A experiência de outros estados brasileiros, notadamente o Rio de Janeiro, demonstra as consequências devastadoras da omissão estatal diante do avanço territorial do crime organizado. Comunidades inteiras foram perdidas para o controle de facções armadas. Milícias e grupos criminosos consolidaram domínio sobre extensas regiões, submetendo centenas de milhares de cidadãos a regimes de terror e extorsão. O Estado, ao perder o controle territorial, viu-se obrigado a empreender operações militarizadas de alto custo humano e financeiro para tentar retomar áreas que jamais deveriam ter sido abandonadas.

"O Estado da Paraíba não pode permitir que seu território siga o mesmo caminho. A resposta estatal à prática de barricadas e à dominação territorial exercida por facções criminosas deve ser firme, imediata e proporcional à gravidade da ameaça que representam. Cada barricada reaberta, cada área entrincheirada, cada comunidade isolada do Estado constitui passo na direção da perda irreversível do controle territorial", conclui o Promotor de Justiça Ricardo Alex Almeida Lins.

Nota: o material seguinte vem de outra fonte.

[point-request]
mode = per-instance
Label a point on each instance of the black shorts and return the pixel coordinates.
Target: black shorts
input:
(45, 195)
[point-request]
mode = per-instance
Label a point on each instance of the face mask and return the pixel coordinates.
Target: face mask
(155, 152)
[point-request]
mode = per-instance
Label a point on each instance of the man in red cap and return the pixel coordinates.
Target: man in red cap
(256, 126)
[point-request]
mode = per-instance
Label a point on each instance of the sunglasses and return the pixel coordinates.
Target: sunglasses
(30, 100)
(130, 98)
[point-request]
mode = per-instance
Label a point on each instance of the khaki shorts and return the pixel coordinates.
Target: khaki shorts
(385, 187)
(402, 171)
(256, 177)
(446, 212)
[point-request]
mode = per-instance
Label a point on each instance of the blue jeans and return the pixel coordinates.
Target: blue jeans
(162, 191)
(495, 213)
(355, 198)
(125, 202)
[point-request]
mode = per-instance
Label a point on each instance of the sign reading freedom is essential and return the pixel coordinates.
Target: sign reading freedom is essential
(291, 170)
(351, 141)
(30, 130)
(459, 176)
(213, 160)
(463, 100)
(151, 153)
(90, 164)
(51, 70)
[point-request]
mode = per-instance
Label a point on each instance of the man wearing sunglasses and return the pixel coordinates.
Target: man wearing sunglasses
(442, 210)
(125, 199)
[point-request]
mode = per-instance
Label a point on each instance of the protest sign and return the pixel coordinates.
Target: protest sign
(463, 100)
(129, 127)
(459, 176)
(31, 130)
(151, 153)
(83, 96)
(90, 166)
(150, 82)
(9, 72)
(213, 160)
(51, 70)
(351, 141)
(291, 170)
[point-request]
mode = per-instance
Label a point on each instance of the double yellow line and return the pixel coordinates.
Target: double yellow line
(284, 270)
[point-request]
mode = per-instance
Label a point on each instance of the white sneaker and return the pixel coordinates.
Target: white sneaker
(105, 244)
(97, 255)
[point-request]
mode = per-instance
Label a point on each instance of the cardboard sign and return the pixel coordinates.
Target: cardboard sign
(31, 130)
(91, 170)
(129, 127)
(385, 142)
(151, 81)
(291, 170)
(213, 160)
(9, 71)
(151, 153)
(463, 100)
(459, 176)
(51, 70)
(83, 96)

Não cabimento de acordo de não persecução penal

A denúncia ministerial destaca que a gravidade concreta da conduta praticada — consistente na reabertura deliberada de barricadas destinadas a impedir o acesso de viaturas policiais e demais serviços públicos a comunidades inteiras — revela, por si só, a inadequação da medida despenalizadora prevista no artigo 28-A do Código de Processo Penal (Acordo de Não Persecução Penal), ressaltando veementemente o MPPB o não cabimento de qualquer medida despenalizadora para faccionados de organizações criminosas.

"O fenômeno das barricadas constitui instrumento central da expansão territorial do crime organizado no Brasil. Por meio dessa prática, facções criminosas submetem extensas áreas urbanas — e, consequentemente, suas populações — ao domínio armado privado, sequestrando parcelas do território nacional e impedindo a presença do Estado", sustenta a denúncia.

O MPPB ressalta que a reabertura de valas no calçamento público não configura mero ato de vandalismo, mas conduta estratégica que visa consolidar e perpetuar o controle territorial exercido por organizações criminosas, blindando áreas inteiras contra a intervenção estatal.

A denúncia requer que o acusado seja condenado ao pagamento de indenização por danos materiais, morais individuais e coletivos, estes últimos fixados em valor não inferior a 20 salários-mínimos, a serem revertidos ao Fundo Estadual de Proteção e Defesa do Consumidor ou fundo similar que atenda ao interesse coletivo lesado.